In many classrooms, writing curriculum looks the same across grade levels. Teachers teach formula writing quite often. You provide graphic organizers and tell them to connect their ideas to the text, their life, or the world. We ask them to write about their favorite vacation, their hero, or what they did over the weekend. And every now and then you come across a student who is able to paint a picture with words. You can’t wait to see what he will write next, but you know he or she can do even more. You wonder why this student continues to produce good writing when you know they are capable of producing excellent writing. Maybe the problem isn't the student, but the audience. If the only person who reads their stuff is their teacher why bother? You read the final copy after some conferencing and editing, pass judgement with a score, and that is the end of that piece.

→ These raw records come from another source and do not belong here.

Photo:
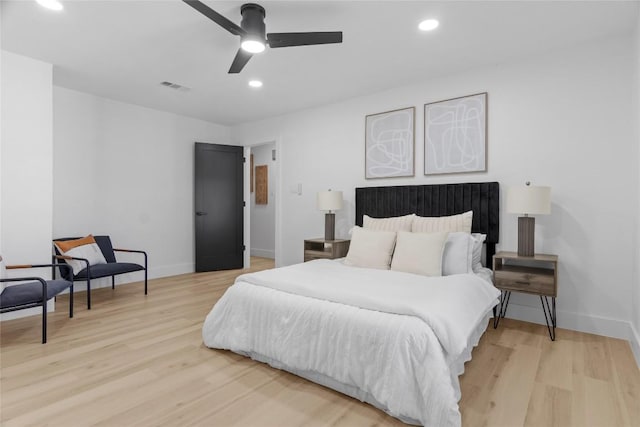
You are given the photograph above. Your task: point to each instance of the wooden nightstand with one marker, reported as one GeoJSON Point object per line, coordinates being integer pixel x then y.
{"type": "Point", "coordinates": [328, 249]}
{"type": "Point", "coordinates": [536, 275]}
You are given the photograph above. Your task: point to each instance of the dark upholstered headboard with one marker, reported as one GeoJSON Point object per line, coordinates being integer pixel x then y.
{"type": "Point", "coordinates": [437, 200]}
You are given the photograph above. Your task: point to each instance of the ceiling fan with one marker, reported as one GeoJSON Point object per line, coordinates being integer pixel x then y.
{"type": "Point", "coordinates": [252, 33]}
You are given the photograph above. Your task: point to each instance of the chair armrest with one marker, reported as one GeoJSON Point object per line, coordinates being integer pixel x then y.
{"type": "Point", "coordinates": [129, 250]}
{"type": "Point", "coordinates": [24, 279]}
{"type": "Point", "coordinates": [15, 267]}
{"type": "Point", "coordinates": [70, 257]}
{"type": "Point", "coordinates": [135, 251]}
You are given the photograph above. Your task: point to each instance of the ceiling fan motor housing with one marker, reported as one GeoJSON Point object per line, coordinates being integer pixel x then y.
{"type": "Point", "coordinates": [253, 21]}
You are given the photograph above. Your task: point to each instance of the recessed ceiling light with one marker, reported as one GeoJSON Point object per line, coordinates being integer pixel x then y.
{"type": "Point", "coordinates": [429, 24]}
{"type": "Point", "coordinates": [51, 4]}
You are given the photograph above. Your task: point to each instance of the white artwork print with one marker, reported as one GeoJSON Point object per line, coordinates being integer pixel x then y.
{"type": "Point", "coordinates": [389, 140]}
{"type": "Point", "coordinates": [455, 135]}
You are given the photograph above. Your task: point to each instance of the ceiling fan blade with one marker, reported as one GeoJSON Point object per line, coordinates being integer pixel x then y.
{"type": "Point", "coordinates": [216, 17]}
{"type": "Point", "coordinates": [303, 39]}
{"type": "Point", "coordinates": [241, 59]}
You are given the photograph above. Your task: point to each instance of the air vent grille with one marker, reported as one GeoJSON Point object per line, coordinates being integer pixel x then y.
{"type": "Point", "coordinates": [175, 86]}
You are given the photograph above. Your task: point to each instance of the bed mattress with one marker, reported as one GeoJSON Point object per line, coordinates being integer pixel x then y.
{"type": "Point", "coordinates": [395, 340]}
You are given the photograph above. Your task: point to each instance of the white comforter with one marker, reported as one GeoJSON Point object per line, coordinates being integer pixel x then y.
{"type": "Point", "coordinates": [392, 339]}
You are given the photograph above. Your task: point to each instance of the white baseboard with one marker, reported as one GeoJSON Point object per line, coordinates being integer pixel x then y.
{"type": "Point", "coordinates": [264, 253]}
{"type": "Point", "coordinates": [634, 340]}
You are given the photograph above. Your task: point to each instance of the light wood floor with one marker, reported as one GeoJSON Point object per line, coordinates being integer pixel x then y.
{"type": "Point", "coordinates": [136, 360]}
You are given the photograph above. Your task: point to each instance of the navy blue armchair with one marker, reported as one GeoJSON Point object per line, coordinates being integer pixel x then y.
{"type": "Point", "coordinates": [111, 268]}
{"type": "Point", "coordinates": [35, 292]}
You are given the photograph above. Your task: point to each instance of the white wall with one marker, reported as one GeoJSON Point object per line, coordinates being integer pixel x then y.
{"type": "Point", "coordinates": [127, 171]}
{"type": "Point", "coordinates": [563, 119]}
{"type": "Point", "coordinates": [263, 217]}
{"type": "Point", "coordinates": [636, 113]}
{"type": "Point", "coordinates": [26, 174]}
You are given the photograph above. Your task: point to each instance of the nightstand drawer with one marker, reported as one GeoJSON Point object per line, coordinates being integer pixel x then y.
{"type": "Point", "coordinates": [525, 282]}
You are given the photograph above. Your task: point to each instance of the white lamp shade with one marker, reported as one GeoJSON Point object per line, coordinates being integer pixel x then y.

This is writing happening in isolation without their ideas getting beyond the four walls of your classroom. In a connected world kids need to write for a greater purpose, passion and audience. Here are three ways to motivate your students to produce better writing.
Project Based Learning
Tapping into project based learning can provide some of the best writing you've seen so far. Project based learning establishes an end goal that taps into a student’s passion on an idea and provides the perfect opportunity for persuasive and narrative writing pieces. One of the key ideas in project based learning is being connected to the world and community. Read more about it here.
Are You a Writer?
Math teachers solve problems every day on their boards in order to guide students along and teach concepts. Teachers read aloud to model good intonation and storytelling. Science teachers demonstrate experiment before kids dig in. Why then are you not writing your own stories in front of your students? Teachers sometimes clam up at the thought of writing about a topic. However, it's crucial that you show your own passion for writing. One of the best places to do that is having your own blog. I challenge you to begin your own blog as well as writing in a journal in front of your students.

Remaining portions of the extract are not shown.